Plan Autisme : la volonté politique face aux sabotages

article publié sur AGORA VOX

par EgaliTED (son site) mardi 25 mars 2014 -  Ecouter en mp3 (Synthèse vocale par ReadSpeaker)

Lancé début mai 2013, le 3è Plan Autisme est porté depuis à bout de bras par Marie-Arlette Carlotti, Ministre Déléguée aux Personnes Handicapées. Ce plan a fait dès son lancement l’objet de nombreuses critiques de tous bords. Il entre maintenant dans sa phase de croisière avec le lancement imminent de structures dédiées pour accompagner les enfants autistes à l’école.

En raison du choix assumé de se baser sur les recommandations de prise en charge émises par la Haute Autorité de Santé en 2012, les premières critiques étaient venues des professionnels encore attachés à l’approche psychanalytique.
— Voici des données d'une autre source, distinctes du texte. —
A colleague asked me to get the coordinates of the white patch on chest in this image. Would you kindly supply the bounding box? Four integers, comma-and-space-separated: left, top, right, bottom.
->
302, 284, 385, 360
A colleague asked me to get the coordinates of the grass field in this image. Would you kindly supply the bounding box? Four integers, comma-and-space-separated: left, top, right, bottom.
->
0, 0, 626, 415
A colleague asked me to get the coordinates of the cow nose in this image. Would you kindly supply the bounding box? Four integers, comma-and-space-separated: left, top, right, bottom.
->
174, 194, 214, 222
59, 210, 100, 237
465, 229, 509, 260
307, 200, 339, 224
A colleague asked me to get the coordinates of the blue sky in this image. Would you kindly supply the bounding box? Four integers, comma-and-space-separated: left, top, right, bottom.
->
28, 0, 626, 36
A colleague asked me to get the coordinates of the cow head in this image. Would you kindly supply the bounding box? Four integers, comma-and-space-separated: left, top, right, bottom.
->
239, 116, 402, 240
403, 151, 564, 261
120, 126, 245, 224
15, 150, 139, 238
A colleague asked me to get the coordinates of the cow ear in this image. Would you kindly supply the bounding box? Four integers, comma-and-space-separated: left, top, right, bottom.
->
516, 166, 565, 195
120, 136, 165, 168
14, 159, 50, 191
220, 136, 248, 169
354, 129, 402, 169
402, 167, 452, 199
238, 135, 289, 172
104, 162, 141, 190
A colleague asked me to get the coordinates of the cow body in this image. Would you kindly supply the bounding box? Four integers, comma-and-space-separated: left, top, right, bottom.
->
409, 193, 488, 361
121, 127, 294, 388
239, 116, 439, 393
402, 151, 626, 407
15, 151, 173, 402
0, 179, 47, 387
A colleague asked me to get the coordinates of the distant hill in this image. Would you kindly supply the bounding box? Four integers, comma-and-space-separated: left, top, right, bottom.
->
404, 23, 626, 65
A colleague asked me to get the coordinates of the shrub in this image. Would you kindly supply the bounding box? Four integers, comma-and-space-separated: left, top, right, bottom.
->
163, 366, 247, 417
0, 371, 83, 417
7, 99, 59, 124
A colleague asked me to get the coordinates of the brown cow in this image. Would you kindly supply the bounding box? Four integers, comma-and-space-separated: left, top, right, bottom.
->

Cette approche est désavouée en raison de son absence de résultats. En raison de moyens jugés très insuffisants et de son caractère encore non-contraignant envers lesdits professionnels, d’autres critiques sont venues d’une association de parents connue pour son franc-parler, Vaincre l’Autisme, qui a publiquement rejeté ce plan.

Nous-mêmes constations dans nos récents articles la persistance des situations révoltantes dénoncées par les familles depuis 40 ans : diagnostics obsolètes, cahier des charges de structures autisme ne prenant pas en compte les recommandations, attributions de structures autisme à des associations gestionnaires se réclamant ouvertement de la psychanalyse. Malgré tout, avec d’autres associations, nous avions choisi de soutenir les orientations de ce plan, car la volonté politique de faire bouger les choses semblait enfin présente.

 

Or, une récente instruction interministérielle vient de démontrer la réalité de cette volonté politique. Elle concerne la mise en œuvre concrète de deux mesures très importantes : l’ouverture de 850 places de service d’accompagnement spécialisé (SESSAD) destiné aux enfants autistes scolarisés, et la création de 30 unités d’enseignement en maternelle. Cette circulaire est émise par les Ministères de la Santé et, ce qui est nouveau, par l’Education Nationale. Celle-ci se tenait jusqu’à présent très soigneusement à l’écart des divers plans autisme et ne manifestait aucun empressement à accueillir les enfants autistes dans ses écoles, collèges et lycées – malgré la loi de 2005 qui en théorie l’y oblige.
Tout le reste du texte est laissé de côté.